# Basic Group Homomorphism Proof Confusion

Let the group $$G = H \otimes K$$ be the result of the internal direct product of subgroups $$H$$ and $$K$$. Then show that the map $$H \times K \rightarrow G : \phi(h,k) \rightarrow hk$$ is an isomorphism.

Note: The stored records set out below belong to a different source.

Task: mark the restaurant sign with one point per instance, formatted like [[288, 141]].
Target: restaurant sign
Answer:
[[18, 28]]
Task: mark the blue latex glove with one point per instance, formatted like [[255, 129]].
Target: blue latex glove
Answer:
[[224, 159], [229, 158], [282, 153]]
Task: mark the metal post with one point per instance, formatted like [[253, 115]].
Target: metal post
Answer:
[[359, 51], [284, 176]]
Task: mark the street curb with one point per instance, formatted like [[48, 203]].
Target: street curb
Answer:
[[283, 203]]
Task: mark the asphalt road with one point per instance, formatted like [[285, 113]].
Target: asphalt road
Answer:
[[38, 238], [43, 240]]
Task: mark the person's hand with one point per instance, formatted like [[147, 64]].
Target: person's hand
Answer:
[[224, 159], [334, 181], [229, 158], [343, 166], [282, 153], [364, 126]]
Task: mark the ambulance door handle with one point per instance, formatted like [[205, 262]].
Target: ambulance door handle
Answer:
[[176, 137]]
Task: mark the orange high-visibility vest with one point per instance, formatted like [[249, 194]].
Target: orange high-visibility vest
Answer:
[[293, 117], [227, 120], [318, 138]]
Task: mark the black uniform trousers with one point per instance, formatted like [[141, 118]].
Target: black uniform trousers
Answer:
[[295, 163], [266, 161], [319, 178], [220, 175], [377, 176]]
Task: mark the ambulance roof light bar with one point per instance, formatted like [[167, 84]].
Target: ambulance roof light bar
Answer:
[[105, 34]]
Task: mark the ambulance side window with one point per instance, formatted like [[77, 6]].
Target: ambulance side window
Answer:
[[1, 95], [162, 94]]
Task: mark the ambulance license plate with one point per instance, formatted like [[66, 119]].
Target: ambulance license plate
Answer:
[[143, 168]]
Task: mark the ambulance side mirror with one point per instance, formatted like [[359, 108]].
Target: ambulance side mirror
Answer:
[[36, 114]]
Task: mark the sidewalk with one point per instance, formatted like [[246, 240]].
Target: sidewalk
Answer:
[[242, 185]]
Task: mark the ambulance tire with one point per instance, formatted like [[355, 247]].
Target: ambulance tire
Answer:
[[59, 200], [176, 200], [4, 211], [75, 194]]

Here's my attempt. We want to show that $$\phi ((h_1, k_1) \cdot (h_2,k_2)) = \phi ((h_1,k_1)) \cdot \phi ((h_2, k_2)).$$ Since multiplication of the pairs will occur "coordinate-wise" (I know this isn't quite proper lingo, it just helps me think about the operation this way, sorry), $$\phi ((h_1, k_1) \cdot (h_2,k_2)) = \phi ((h_1h_2, k_1k_2)) = h_1h_2 k_1k_2.$$ Since we aren't given that $$G$$ is abelian, we can't infer much more from here. On the other hand, $$\phi ((h_1, k_1)) \phi ((h_2,k_2)) = h_1k_1h_2k_2...$$ I'm not sure how to get through this point, however. I'm completely stumped. As for the bijective part of this problem, I'm pretty sure I have that down. Could someone please help by clearing up the homomorphism proof above? I have a feeling this theorem implicitly assumes that $$G$$ is abelian but I'm not sure. Thank you.

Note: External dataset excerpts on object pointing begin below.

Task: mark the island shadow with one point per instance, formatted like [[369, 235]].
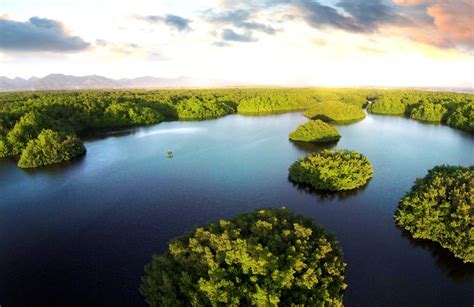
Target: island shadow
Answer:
[[452, 266], [309, 147], [328, 195]]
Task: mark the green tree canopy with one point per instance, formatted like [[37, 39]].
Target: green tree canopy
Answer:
[[315, 131], [440, 207], [429, 112], [262, 258], [50, 147], [332, 170], [335, 111]]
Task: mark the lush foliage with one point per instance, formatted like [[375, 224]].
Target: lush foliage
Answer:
[[315, 131], [50, 147], [440, 207], [335, 111], [263, 258], [427, 111], [332, 170], [195, 108], [23, 115], [453, 109]]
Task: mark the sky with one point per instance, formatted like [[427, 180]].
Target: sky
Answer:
[[261, 42]]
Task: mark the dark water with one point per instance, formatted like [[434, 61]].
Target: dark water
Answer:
[[80, 234]]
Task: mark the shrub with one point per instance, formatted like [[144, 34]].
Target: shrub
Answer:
[[429, 112], [332, 170], [315, 131], [334, 111], [439, 207], [262, 258], [50, 147]]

• It is really about how you define multiplications in G. Aug 22, 2020 at 21:54

Recall that $$G$$ is the internal direct product of subgroups $$H$$ and $$K$$ if the following conditions are met:
1. $$G=\{h\cdot k:h\in H, k\in K\}$$
2. $$H\cap K=\{e\}$$ where $$e\in G$$ is identity
3. $$h\cdot k=k\cdot h$$ for all $$h\in H$$ and $$k\in K$$.
In particular, $$G$$ need not be abelian, however the elements of $$H$$ commute with the elements of $$K$$ in the way you need them to.